I’m sad that my cousins won’t be there to celebrate with us tomorrow. I hope Murphy feels well enough to have a good holiday, though. He deserves all the warmth and love his family has to offer.
When I get back to the inn, Uncle Danny helps unpack the food and thankfully doesn’t say anything about the amount.
I’d found out from Danny that Vinny likes making fried fish and chips.
That’s it.
That’s all he knew after years of living next door. Kristi had told me he only made two things too, but that’s what he sold, not necessarily what he likes to eat.
I went with an ocean theme and got him some fresh shrimp, scallops, mussels, clams, and red snapper. I’d gotten the basics too—all the condiments he’d probably lost. Butter and milk for making a good batter. I don’t know if Vinny’s a produce guy or not, but I got some anyway, just in case.
It strikes me that there’s a lot I don’t know about him. There’s a lot that no one knows about him.
I’m finishing putting the groceries away when I hear the door creak open.
I peer out of his kitchen into the hall.
He stares at me, mouth agape.
He’s the one who leaves his door unlocked.
He’s got my suitcases.
What? How?
“Where did you get those? Kristi told me they hadn’t found them.”
“Um. Yeah. Oscar wanted it to be a surprise. These ones made it. I had your stuff cleaned up.”
I don’t know what to say and just walk over to my bags, opening them and touching everything inside. My clothes and shoes are like new, polished and clean. Everything is there, including my jewelry.
No sign of my leopard print Jimmy Choos. Too bad.
The second bag has some of my Christmas supplies. I’m not surprised the catalogs didn’t make it. I wish my portfolios had—I’d saved the original files to my laptop, which hadn’t survived the trip. But this is incredible. So thoughtful and kind.
“I can’t believe it,” I say. “This is so wonderful.”
“Yeah, well, I know how you feel about your stuff,” he says. It’s not a joke. I can tell by his tone. I thought we were over this? I’m having trouble reading the expression on his face.
“It’s not the stuff,” I explain. “It’s wonderful that Oscar, and Kristi, and you did this for me.” I walk over and touch his shoulder. “Vinny, what’s going on?”
I half expect him to jerk away, but he doesn’t. He runs a hand over his beard and under his jaw. “It’s just that it’s no big deal. The hard work was done at the dry cleaners.”
I feel his muscles tense through the soft fabric of his shirt. His body is tight, like an overly wound spring.
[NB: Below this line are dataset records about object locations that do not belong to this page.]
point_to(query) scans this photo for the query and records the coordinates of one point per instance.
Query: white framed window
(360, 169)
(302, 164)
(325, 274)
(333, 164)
I swallow nervously and move my hand, taking a step back. “I just wish you’d just let me be grateful.” I hate the sound of my own voice right now, laced with quiet pleading.Don’t do this.“I know how you feel about Christmas.”
He interrupts. “Stop saying that. Stop assuming you know how I feel.” He folds his arms across his chest. Putting up barriers. I take another step back.
My uncle had said the same thing to me, that I had no idea how he’d felt, when I’d tried to empathize with him over Drew’s death. And maybe I didn’t know exactly, but I do know what pain feels like.
Why doesn’t anyone understand that?
Danny had told me yesterday that it was wrong to blame myself for his reaction, but I’m finding that so hard to believe. I’ve spent years analyzing how I could’ve handled that situation better, and a vague sense of panic rises in my throat as I’m faced with something similar here. I don’t want to mess this up.
“You can tell me?” I offer. “If I don’t know how you feel. You can always tell me?”
He doesn’t respond. Just stands there like a statue, hard and cold. So different from yesterday. Had I been imagining things? Did he just feel bad for me and decide to give me a pity fuck?
I don’t know how to give him what he needs in this moment. Just like I hadn’t known what to give Danny. And Drew.